Revolutions in Libya, Egypt and Tunisia along with political protests in other Arab countries have swept the region and the rebuilding of those societies goes hand in hand with the sporting changes happening in Qatar.
"I think [the World Cup] complements what is happening in the Arab Spring," Hassan Al Thawadi told the Leaders in Football conference at Chelsea's Stamford Bridge stadium.
"I do think that by 2022, as visitors come and see a Middle Eastern World Cup being hosted in Qatar, they will feel that it's a celebration following a decade since the rebirth started."
He wanted all of the Middle East to feel it was their World Cup and to travel to the tournament.
"The Middle East has a young population. Sporting events in general have always been the best conduits for bringing passions together."
The tiny nation, which last December won the bid to host the soccer extravaganza against the odds, is plotting a mini-cultural revolution for World Cup visitors with new museums, entertainment complexes and readily-available alcohol.
But Al Thawadi said there was no risk of any political problems in Qatar in the build up to the World Cup.
"There is a significant move from the government towards reform," he said.
He again vehemently denied corruption allegations surrounding the winning bid and stuck to the plan of hosting a summer World Cup despite some in the football sphere believing a winter event might be better given the intense Qatar heat.

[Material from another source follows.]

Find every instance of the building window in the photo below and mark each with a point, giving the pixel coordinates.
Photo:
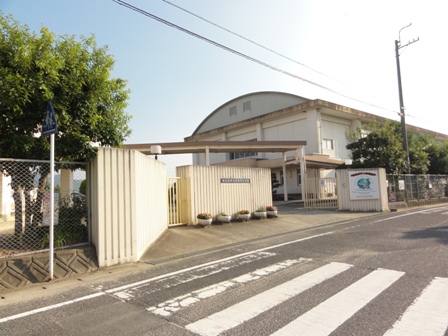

Qatar is also bidding for the 2020 Olympics but has indicated it would like to hold the event slightly later than usual in September or October because of the weather.
Al Thawadi said this was because of events like the marathon and pointed out the World Cup organising committee have two more years to perfect the cooling systems which will air condition stadiums, training facilities and fan parks.
The positive aspect of Qatar as host is its small size, he said.
"Fans will be able to see more than one game in a day. You can stay in the same accommodation throughout the whole event," he declared.